Current Sociology
Sociologist of the Month, January 2021
Please welcome our Sociologist of the Month for January 2021, Geoffrey Mead (School of Social and Political Sciences, University of Melbourne, Australia). His article for Current Sociology, Proper recognition: Personhood and symbolic capital in contemporary sociology, is Free Access this month.
Geoffrey Mead
Could you please tell us about yourself? How did you come to your field of study?
G. Mead: I came to sociology through a PhD program with a heavy focus on theory. I was initially taken by the broad acceptance within sociology of the view that institutions are fragile accomplishments and humans are vulnerable and profoundly dependent on each other, something I explore in this article. As for what I have come to research, I became interested in the theoretical assumptions underpinning our disciplinary tools (as they manifest themselves in the concepts we deploy and the metaphors we often unknowingly use).
What prompted you to research the area of your article, “Proper recognition: Personhood and symbolic capital in contemporary sociology”?
G. Mead: Taking the aesthetic or sensory dimension of social life as something very serious and not at all superficial, I was interested in the role that it plays in something as profound – and seemingly not superficial – as what constitutes a person. This happened to converge with research in recent decades on the “new economy”, dominated by service work, “immaterial labor”, and aesthetics. Here it’s argued that what makes a person is now less their intrinsic properties and capacities and more what others (especially customers), based on their experience and perception, are able to attribute to them. I thought that this appears to correspond to Pierre Bourdieu’s relational sociology and his notions of recognition and “symbolic capital”, despite the aversion of this approach to Bourdieu’s work. So, I wanted to take the opportunity to clarify the commonalities and differences, as well as gain some sense of the role that Bourdieu thinks everyday aesthetic experience plays in his sociology.

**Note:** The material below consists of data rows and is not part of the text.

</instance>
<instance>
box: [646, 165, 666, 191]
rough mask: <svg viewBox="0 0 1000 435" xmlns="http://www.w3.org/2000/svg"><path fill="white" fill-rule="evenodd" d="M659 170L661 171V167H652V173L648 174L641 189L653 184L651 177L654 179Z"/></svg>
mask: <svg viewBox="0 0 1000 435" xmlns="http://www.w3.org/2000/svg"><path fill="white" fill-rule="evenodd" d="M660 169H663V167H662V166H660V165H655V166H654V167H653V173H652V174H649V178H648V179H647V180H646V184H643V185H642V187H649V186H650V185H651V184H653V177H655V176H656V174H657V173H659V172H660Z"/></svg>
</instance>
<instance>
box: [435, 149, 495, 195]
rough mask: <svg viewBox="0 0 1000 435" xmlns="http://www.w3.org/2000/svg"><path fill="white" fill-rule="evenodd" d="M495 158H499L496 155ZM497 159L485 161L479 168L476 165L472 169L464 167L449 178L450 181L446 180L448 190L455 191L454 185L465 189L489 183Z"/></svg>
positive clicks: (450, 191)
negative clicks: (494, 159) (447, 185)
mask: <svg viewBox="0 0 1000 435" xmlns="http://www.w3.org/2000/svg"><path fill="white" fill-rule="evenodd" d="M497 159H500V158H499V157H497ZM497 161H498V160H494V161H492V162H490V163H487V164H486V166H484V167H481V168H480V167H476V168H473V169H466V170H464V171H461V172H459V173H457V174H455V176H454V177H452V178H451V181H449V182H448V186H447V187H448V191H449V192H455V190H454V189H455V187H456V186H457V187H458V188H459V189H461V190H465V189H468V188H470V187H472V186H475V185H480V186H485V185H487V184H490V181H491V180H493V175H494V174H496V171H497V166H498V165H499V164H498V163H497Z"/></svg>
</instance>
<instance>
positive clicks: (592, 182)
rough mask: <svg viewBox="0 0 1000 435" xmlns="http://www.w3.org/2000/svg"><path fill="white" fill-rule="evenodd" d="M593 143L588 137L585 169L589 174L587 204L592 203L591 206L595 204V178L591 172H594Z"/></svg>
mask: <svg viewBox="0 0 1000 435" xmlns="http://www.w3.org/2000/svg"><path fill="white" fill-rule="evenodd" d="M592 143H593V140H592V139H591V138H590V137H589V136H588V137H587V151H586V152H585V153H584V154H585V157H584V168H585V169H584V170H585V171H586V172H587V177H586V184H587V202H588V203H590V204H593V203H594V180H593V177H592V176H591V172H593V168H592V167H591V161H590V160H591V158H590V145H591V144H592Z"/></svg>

What do you see as the key findings of your article?
G. Mead: As it’s a theory-driven article, I was interested in exploring how these pieces fit together. This began with some clarification of symbolic capital, a notoriously ambiguous concept. Taking Bourdieu’s body of work as a whole, I tried to discern what thread links the various manifestations of symbolic capital together. Basically, this derives from a consistent stance on Bourdieu’s part not only that humans don’t “live by bread alone”, but that the kind of immaterial sustenance we desire is that of others’ recognition. Since this amounts to an anthropological argument, applicable to the “old” as well as the new economy, the article then explores the implications of the claim that the person is defined by their relations to others. The properties that supposedly comprise the person are only theirs inasmuch as others recognize and experience these properties.
What are the wider social implications of your research in the current social climate? How do you think things will change in the future?
G. Mead: There is potential in this approach to appreciate the political importance of aesthetics. Again, aesthetics is not something simply superficial, but indicates the primary way that humans engage with the world (how things appear to us through our senses). One way to approach people’s purported decline in faith and trust in institutions is to consider these institutions as aesthetic objects in people’s experience or anticipated experience. Based on their experiences, people are more or less likely to experience them as legitimate or authoritative, or alternatively to feel a kind of disaffection or revulsion towards them.
Do you have any links to images, documents or other pieces of research which build on or add to the article? Or a suggested reading list?
G. Mead: The article was written in imaginary conversation with a number of stimulating books and articles, and others might like to engage with these and come to contrary conclusions. First, I would mention John Levi Martin’s Explanation of social action (Oxford University Press, 2011) and Lisa Adkins’ “The new economy, property and personhood” (Theory, Culture & Society, 2005, vol.22, n.1, pp.111-130). More recently, Barbara Carnevali’s Social aesthetics (Columbia University Press, 2020) approaches the aesthetic dimension of social life from a philosophical angle and reaches a very different interpretation. Finally, I would like to recommend a classic article, Loïc Wacquant’s “Symbolic violence and the making of the French agriculturalist” (Journal of Sociology, 1987, vol.23 n.1 pp.65-88), which takes us through many of the political issues surrounding symbolic capital in relation to a concrete case of delegating one’s voice to political representatives.